Per sostenere che Fini ha «una certa idea della de­stra» opposta a quella di Berlusconi, sarebbe neces­sario accertare se quello che dice sia un pensiero or­ganico o non siano invece giudizi contingenti, per quanto fuori linea, su singo­li eventi. Per sostenere che Berlusconi ha «una certa idea della destra», diversa da Fini, sarebbe necessario accertare se ne abbia (alme­no) una. Forse, una «certa idea della destra» non l’hanno né l’uno né l’altro. Un discorso analogo si può fare per Bersani e Di Pietro e sull’idea che entrambi hanno sul ruolo dell’opposi­zione. E altrettanto si può dire della «guerra civile» fra centrodestra e centrosi­nistra, privi entrambi di «una certa idea dell’Italia», ma ugualmente bisognosi di legittimazione etico-poli­tica, non fosse che per con­trapposizione.
Che Fini sopporti male come Berlusconi governa il Pdl è un fatto. Lo vorrebbe una «monarchia costituzio­nale » mentre ha la sensa­zione, e non la nasconde, che sia una «monarchia as­soluta ». Come lui la pensa­no altri nel Pdl. Ma non lo dicono o lo dicono flebil­mente. Berlusconi, del re­sto, sembra avere una sin­golare difficoltà ad ascolta­re persino chi gli è vicino, figuriamoci gli avversari; dopo pochi istanti, attacca lui e all’interlocutore non resta spesso che «prendere o lasciare». Nel mondo del­le aziende, da cui viene il premier, può essere utile o addirittura necessario che «il titolare» abbia — con l’ultima parola — anche la prima. In politica, non sem­pre lo è. Che Bersani sop­porti male come Di Pietro interpreta il ruolo dell’op­posizione, è un altro fatto. Egli — che ha militato nel Pci, che aveva una ben defi­nita, ancorché discutibile, cultura politica, laddove Di Pietro non ne ha alcuna — vorrebbe che l’opposizione facesse politica, mentre il suo compagno di strada fa solo cagnara.

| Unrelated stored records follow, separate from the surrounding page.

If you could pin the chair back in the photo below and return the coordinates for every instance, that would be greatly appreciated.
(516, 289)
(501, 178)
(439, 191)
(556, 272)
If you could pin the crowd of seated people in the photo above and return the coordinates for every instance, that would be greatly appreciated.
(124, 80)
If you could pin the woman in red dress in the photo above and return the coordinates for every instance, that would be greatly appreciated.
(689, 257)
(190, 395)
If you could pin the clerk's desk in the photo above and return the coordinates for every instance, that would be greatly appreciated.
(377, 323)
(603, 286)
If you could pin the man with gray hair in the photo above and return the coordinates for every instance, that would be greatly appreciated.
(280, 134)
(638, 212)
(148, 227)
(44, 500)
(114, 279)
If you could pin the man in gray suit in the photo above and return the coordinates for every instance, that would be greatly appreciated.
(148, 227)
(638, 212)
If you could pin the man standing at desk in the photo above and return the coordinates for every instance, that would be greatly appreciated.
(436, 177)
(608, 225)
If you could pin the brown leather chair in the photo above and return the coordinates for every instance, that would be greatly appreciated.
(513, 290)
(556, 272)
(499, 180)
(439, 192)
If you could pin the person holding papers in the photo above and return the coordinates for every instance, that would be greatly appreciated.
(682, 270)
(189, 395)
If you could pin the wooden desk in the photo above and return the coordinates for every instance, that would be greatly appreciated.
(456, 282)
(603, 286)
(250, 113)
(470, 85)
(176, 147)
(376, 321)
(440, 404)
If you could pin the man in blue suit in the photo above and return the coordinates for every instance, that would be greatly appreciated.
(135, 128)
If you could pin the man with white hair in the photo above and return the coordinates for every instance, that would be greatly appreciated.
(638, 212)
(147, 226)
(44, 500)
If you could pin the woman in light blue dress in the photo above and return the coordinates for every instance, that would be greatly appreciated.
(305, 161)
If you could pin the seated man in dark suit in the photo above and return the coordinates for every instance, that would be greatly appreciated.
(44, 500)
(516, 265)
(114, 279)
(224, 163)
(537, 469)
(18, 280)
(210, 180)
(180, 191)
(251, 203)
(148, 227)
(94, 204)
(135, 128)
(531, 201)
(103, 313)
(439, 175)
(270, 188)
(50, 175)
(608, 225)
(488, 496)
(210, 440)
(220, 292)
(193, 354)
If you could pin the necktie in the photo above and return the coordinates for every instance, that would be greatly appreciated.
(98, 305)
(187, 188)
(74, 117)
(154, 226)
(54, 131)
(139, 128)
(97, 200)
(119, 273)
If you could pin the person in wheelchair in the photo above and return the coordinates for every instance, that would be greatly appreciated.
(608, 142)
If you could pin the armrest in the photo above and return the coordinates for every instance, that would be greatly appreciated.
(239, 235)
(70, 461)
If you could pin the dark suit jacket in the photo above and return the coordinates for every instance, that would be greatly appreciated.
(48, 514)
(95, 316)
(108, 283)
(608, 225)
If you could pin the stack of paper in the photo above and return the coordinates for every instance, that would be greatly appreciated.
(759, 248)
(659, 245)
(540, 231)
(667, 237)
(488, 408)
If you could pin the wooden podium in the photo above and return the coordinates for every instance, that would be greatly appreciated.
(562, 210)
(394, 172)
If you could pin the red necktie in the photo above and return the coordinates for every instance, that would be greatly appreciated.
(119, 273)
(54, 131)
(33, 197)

Ma in tutti questi esem­pi, ci troviamo, a ben vede­re, sul terreno della psica­nalisi. Se, invece, ci si ad­dentra su quello della politi­ca si scopre che le differen­ze sono minori. La percezio­ne che, dentro e fuori il Pdl, si accredita della fron­da di Fini offusca il fatto che egli appoggia ciò che più conta per Berlusconi: le iniziative parlamentari in materia di giustizia per met­terlo al riparo dei suoi pro­cessi. La percezione che, dentro e fuori il Pd, si ha di Bersani, rispetto a Di Pie­tro, offusca il fatto che Pd e Idv raccolgono ancora con­sensi sull’onda di Tangento­poli e che il Pd non manife­sta alcuna intenzione di ri­vedere il proprio pensiero su Mani pulite. Il severo giudizio del Pa­pa sui media insomma è giusto. Per conoscere il mondo, occorre chiedersi «come è», non come «ci immaginiamo che sia». E se incominciassimo pro­prio noi giornalisti?